One piece of advice: Don't skip the Draeger test itself. I know it's a pain, but verifying that the machine passes its self-test in the morning in the actual environment where you'll use it—not just in the biomed bay—catches weird electrical interference issues. I learned this the hard way (circa 2021).
How to Tell Which Scenario You're In
If you're reading this and thinking, 'We're a mix of A and B,' you're normal. Most departments are. Here's a quick way to decide:
- If over 30% of your cases involve weight under 10 kg: You're Scenario B. Get the Perseus A500.
- If you run 8+ ORs with general surgery and orthopedics: You're Scenario A. Either the Perseus or Tiro works, depending on your budget and vent needs.

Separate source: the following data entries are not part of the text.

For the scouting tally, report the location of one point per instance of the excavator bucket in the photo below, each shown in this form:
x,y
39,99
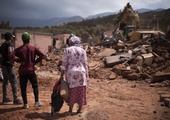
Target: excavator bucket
x,y
122,26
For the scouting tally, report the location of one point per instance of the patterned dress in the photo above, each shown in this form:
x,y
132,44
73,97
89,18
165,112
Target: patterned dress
x,y
75,66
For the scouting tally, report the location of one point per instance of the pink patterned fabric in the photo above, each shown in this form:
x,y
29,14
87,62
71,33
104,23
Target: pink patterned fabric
x,y
77,95
75,65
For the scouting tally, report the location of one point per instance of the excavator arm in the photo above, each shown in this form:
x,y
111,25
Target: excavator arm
x,y
128,11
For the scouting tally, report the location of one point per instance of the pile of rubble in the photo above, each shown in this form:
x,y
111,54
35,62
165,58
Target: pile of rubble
x,y
141,60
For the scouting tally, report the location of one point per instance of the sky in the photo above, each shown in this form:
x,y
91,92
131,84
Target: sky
x,y
47,9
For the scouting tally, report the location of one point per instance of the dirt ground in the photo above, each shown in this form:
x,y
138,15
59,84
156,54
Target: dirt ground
x,y
117,99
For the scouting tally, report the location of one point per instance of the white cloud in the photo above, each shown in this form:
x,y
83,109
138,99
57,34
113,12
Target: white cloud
x,y
55,8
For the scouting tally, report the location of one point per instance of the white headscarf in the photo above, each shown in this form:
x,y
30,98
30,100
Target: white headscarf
x,y
74,41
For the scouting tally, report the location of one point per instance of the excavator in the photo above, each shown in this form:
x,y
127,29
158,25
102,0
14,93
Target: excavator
x,y
128,11
133,32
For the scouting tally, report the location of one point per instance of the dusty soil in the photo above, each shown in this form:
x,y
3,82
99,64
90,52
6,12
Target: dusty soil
x,y
117,99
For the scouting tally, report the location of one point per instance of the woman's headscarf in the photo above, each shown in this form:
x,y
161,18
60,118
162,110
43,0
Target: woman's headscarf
x,y
74,41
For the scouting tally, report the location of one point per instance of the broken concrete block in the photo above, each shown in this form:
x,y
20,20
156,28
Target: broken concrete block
x,y
133,76
166,101
125,73
112,76
117,59
163,96
145,59
107,52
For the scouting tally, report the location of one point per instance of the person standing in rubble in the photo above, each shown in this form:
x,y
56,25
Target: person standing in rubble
x,y
8,70
28,56
75,68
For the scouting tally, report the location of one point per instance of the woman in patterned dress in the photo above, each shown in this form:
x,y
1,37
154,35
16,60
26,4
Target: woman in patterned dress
x,y
75,68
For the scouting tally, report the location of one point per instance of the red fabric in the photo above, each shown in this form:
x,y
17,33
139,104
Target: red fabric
x,y
77,95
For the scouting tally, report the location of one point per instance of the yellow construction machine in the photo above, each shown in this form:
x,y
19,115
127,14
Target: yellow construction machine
x,y
133,32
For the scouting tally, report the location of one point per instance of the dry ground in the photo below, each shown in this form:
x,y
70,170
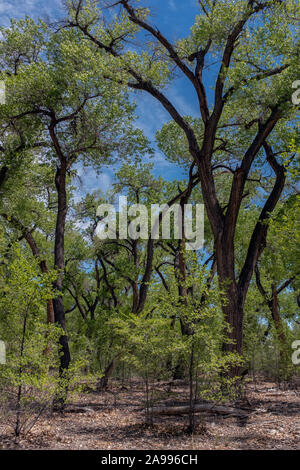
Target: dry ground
x,y
115,420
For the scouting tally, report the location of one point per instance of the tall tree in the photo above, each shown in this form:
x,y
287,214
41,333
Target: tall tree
x,y
255,45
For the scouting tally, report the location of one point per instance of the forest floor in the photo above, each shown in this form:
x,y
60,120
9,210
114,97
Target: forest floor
x,y
115,420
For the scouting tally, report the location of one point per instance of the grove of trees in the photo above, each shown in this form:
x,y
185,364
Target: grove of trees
x,y
77,311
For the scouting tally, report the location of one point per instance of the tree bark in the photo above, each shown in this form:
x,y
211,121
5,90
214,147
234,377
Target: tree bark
x,y
58,304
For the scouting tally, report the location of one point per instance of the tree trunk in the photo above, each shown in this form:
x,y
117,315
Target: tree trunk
x,y
58,304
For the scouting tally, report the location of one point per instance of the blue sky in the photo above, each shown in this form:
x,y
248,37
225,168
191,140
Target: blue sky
x,y
174,18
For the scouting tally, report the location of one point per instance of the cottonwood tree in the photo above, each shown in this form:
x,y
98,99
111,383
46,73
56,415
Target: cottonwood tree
x,y
79,114
252,45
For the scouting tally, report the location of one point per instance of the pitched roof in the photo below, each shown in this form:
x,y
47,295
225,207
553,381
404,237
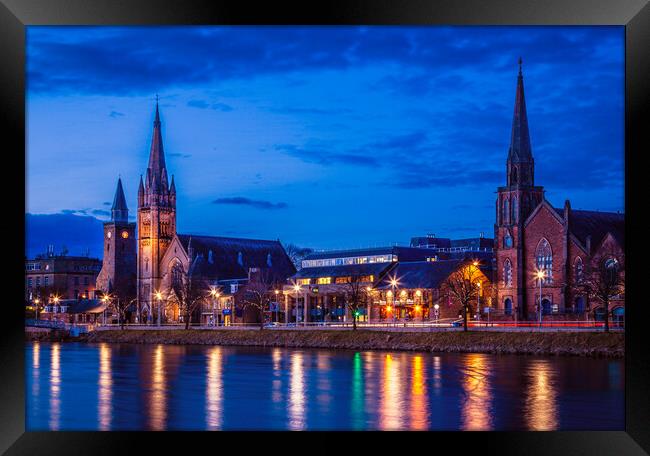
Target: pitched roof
x,y
374,269
119,210
595,223
520,150
420,274
223,258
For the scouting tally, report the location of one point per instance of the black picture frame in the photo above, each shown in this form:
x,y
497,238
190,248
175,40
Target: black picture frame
x,y
633,14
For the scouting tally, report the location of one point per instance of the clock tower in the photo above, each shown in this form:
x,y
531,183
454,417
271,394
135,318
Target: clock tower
x,y
156,220
118,275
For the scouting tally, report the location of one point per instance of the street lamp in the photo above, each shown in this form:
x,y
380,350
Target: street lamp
x,y
159,299
296,288
393,285
540,276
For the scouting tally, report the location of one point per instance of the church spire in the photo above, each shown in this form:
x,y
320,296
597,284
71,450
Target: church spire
x,y
520,162
157,153
520,150
119,211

- If you're in a 2-OR site or hybrid suite: You're Scenario C. The Tiro or Fabius GS Premium is likely enough.
- If you're buying for a new site and aren't sure: Rent a machine for a month. Seriously. I know it's not standard, but hospitals that did a month-long trial (as of my last knowledge in 2024) had far fewer buyers' remorse issues.
This advice is current as of mid-2025. The market for anesthesia machines evolves, and Draeger has been known to phase out models. So, verify current availabilities with your sales rep.
And don't be the person who chooses a machine based on a spec sheet alone. Bring your lead CRNA, your biomed director, and—if you can—an anesthesiology resident into the demo. The resident has probably used 3-4 different models in training and can spot quirks that the seasoned attendings have learned to ignore.